Cancers are routinely classified into subtypes according to various features, including histo-pathological characteristics and molecular markers. Previous genome-wide association studies (GWAS) have reported heterogeneous association between loci and cancer subtypes. However, it is not evident what is the optimal modeling strategy for handling correlated tumor features, missing data, and increased degrees-of-freedom in the underlying tests of associations. We propose score tests for genetic associations using a mixed-effect two-stage polytomous model (MTOP). In the first stage, a standard polytomous model is used to specify all possible subtypes defined by the cross-classification of the tumor characteristics of interest. In the second stage, the subtype-specific case-control odds ratios are specified using a more parsimonious model based on the case-control odds ratio for a baseline subtype, and the case-case parameters associated with tumor markers. Further, to reduce the degrees-of-freedom, we specify case-case parameters for additional exploratory markers using a random-effect model. We use the Expectation-Maximization (EM) algorithm to account for missing data on tumor markers. Through simulations across a range of realistic scenarios and data from the Polish Breast Cancer Study (PBCS), we show MTOP outperforms alternative methods for identifying heterogeneous associations between risk loci and tumor subtypes. We also identified 32 novel breast cancer susceptibility loci using both standard methods and MTOP from a GWAS analysis including 133,384 breast cancer cases and 113,789 controls, plus 18,908 BRCA1 mutation carriers (9,414 with breast cancer) of European ancestry. .

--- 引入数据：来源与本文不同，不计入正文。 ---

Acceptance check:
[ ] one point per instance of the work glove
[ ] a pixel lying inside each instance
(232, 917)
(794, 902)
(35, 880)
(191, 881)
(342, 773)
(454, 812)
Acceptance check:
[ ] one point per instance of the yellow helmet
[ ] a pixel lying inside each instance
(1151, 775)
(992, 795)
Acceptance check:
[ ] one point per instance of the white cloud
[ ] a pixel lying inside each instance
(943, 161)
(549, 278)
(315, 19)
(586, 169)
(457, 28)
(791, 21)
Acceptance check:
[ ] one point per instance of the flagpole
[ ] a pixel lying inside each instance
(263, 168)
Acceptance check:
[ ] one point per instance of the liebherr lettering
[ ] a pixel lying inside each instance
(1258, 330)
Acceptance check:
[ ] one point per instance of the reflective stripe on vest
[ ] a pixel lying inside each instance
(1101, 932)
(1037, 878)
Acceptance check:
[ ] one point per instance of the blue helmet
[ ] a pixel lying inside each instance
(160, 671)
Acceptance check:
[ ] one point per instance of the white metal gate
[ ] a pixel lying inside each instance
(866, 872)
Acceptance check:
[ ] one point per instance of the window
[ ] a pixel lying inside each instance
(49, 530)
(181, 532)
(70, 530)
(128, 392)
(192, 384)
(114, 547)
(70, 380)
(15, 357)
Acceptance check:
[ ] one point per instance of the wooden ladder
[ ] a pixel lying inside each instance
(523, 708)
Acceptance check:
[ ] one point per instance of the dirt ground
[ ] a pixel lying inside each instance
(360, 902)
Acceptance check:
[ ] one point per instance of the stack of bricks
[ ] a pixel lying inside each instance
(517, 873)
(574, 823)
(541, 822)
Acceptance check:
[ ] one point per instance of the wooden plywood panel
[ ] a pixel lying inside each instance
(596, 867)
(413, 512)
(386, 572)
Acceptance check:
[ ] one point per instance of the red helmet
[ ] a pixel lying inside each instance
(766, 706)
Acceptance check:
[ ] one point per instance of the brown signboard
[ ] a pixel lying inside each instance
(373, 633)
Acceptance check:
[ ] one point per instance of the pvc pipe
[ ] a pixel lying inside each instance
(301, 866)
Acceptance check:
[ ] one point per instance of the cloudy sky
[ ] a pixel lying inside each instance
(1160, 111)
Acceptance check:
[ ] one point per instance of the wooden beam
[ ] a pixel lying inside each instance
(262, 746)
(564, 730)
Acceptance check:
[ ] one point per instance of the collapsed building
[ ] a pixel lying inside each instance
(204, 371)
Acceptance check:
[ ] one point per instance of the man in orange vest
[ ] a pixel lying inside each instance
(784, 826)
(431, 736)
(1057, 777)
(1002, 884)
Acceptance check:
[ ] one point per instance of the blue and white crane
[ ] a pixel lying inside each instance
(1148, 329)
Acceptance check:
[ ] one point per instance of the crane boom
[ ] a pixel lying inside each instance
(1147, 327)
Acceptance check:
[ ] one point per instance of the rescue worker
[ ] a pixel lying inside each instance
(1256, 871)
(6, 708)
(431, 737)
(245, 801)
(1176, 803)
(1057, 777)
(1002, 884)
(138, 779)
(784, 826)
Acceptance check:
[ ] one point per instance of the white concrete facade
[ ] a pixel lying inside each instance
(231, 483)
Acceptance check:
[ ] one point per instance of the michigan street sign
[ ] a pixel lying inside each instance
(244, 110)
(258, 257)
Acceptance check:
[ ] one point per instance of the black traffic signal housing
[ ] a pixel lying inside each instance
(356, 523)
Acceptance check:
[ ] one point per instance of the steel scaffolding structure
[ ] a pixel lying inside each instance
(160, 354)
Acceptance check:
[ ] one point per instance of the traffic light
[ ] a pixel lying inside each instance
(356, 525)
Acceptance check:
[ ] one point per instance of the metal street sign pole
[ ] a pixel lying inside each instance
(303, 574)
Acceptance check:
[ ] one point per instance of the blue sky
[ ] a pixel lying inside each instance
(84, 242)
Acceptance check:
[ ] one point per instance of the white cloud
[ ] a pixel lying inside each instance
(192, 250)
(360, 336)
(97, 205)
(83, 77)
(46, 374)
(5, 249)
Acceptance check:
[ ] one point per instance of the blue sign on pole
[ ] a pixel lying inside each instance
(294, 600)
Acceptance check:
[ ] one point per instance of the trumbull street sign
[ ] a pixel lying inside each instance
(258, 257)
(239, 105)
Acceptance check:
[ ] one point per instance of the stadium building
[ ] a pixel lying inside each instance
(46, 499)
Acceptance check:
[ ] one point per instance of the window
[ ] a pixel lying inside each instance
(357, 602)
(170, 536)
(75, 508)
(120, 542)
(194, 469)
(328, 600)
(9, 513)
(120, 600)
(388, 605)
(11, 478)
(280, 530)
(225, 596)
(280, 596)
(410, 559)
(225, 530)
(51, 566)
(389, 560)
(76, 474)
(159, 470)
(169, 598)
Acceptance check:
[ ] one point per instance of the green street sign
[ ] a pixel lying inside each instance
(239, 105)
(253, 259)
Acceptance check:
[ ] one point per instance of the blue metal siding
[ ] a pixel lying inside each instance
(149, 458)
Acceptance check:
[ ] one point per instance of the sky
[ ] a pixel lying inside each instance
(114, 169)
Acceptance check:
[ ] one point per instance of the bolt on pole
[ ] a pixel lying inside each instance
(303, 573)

根據像組織病理學特征和分子標記這些特征,通常可以劃分癌症的亞型。已有的全基因組關聯研究(GWAS)方法可以檢測基因和癌症亞型之間的異質關聯。然而,在潛在的關聯測試中,在處理相關腫瘤特征、缺失數據和增加的自由度時並不清楚最優模型策略是什麽。我們提出了一種使用混合效應的兩階段多分類模型(MTOP)。在第一階段,使用一個標准的多分類模型來識別腫瘤特征交叉分類所定義的所有可能的亞型。在第二階段,根據基線亞型的病例-控制比和與腫瘤標記物相關的病例-病例參數,使用更簡潔的模型來指定亞型-特異性病例-控制比。此外,爲了減少自由度,我們使用隨機效應模型爲其他探索性標記估計病例-病例參數。我們使用期望最大化(EM)算法來估計腫瘤標記物上缺失的數據。通過仿真模擬和對波蘭乳腺癌研究(PBCS)數據分析,我們發現MTOP在識別風險位點和腫瘤亞型之間的異質關聯方面優于其他方法。我們還用標准方法和MTOP對GWAS分析中涉及的133384例乳腺癌病例和113789例對照,以及18908例BRCA1突變攜帶者(9414例乳腺癌)數據進行分析,識別出了32個新的易患乳腺癌基因。